CVE-2026-26310 is a Denial of Service vulnerability in Envoy proxy caused by a crash when processing scoped IPv6 addresses in the Utility::getAddressWithPort function. It affects Envoy versions prior to 1.37.1, 1.36.5, 1.35.8/1.35.9, and 1.34.13, and was published on March 10, 2026. The vulnerability was assigned a CVSS v3.1 base score of 5.9 (Moderate) by GitHub/ENISA, though NVD rates it 7.5 (High) due to differing attack complexity assessments (Github Advisory, Envoy Advisory).

Detalhes técnicos

The root cause is improper input validation (CWE-20) in the Utility::getAddressWithPort function within Envoy's data plane. When a scoped IPv6 address (an IPv6 address containing a zone ID, e.g., fe80::1%eth0) is passed to this function, it triggers an unhandled crash. The vulnerability is reachable via two data-plane code paths: the original_src filter (if configured to use a scoped IPv6 address as the original source) and the DNS filter (if a DNS response returns a scoped IPv6 address). No authentication or special privileges are required to trigger the crash, though exploitation via the DNS path depends on the attacker's ability to influence DNS responses seen by Envoy (Envoy Advisory).

Impacto

Successful exploitation causes the Envoy proxy process to crash, resulting in complete unavailability of the proxy and a full denial of service for all traffic it handles. There is no confidentiality or integrity impact — the vulnerability is purely an availability issue.
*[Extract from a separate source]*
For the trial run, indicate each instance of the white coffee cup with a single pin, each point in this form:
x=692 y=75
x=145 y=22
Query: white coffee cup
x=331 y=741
Environments relying on Envoy as a service mesh sidecar or edge proxy (e.g., Istio-based deployments) may experience widespread service disruption if the proxy is crashed repeatedly (Github Advisory, Envoy Advisory).

Etapas de exploração

  1. Reconnaissance: Identify Envoy proxy deployments running vulnerable versions (prior to 1.37.1, 1.36.5, 1.35.8, or 1.34.13) that have the original_src filter configured or perform DNS resolution for upstream services.
  2. Method A — Original Src Filter: If the target Envoy instance has the original_src filter enabled, craft a request that presents a scoped IPv6 address (e.g., fe80::1%eth0) as the original source IP. This can be achieved by manipulating the source address at the network layer or via a trusted upstream that forwards the scoped address.
  3. Method B — DNS Response Injection: Position the attacker to influence DNS responses seen by Envoy (e.g., via DNS spoofing, a rogue DNS server, or a compromised upstream resolver). Return a DNS response containing a scoped IPv6 address for a hostname that Envoy resolves for upstream cluster endpoints.
  4. Trigger the crash: When Envoy processes the scoped IPv6 address through either code path, Utility::getAddressWithPort crashes the proxy process, causing a denial of service.
  5. Sustain the DoS: Repeat the trigger to prevent Envoy from recovering if it is configured to auto-restart, maintaining service unavailability (Envoy Advisory).

Indicadores de compromisso

  • Logs: Envoy process crash logs or core dump files referencing Utility::getAddressWithPort or related address parsing functions; sudden process termination entries in system logs (e.g., journalctl showing Envoy exiting unexpectedly).
  • Network: DNS responses containing scoped IPv6 addresses (zone IDs such as %eth0 or %1 appended to IPv6 addresses) destined for Envoy instances; unusual DNS traffic patterns from unexpected resolvers.
  • Process: Repeated Envoy process restarts (e.g., via container orchestration restart logs in Kubernetes); absence of Envoy health check responses coinciding with scoped IPv6 address traffic.
  • File System: Unexpected core dump files in the Envoy working directory following crashes (Envoy Advisory).

Mitigação e soluções alternativas

Upgrade Envoy to patched versions: 1.37.1, 1.36.5, 1.35.8 (or 1.35.9 per the advisory), or 1.34.13. If immediate patching is not possible, implement network-level filtering to block or sanitize scoped IPv6 addresses (those containing zone IDs) before they reach Envoy, and restrict DNS resolvers to trusted sources that do not return scoped IPv6 addresses. Istio users should also apply the corresponding Istio patch release (1.28.5 references this fix) (Envoy Advisory, Github Advisory).

Reações da comunidade

The Istio project released version 1.28.5 shortly after the Envoy advisory was published, referencing this fix as part of its upstream dependency update. No significant independent researcher commentary or broad media coverage has been identified beyond standard vulnerability database aggregation (Istio Release).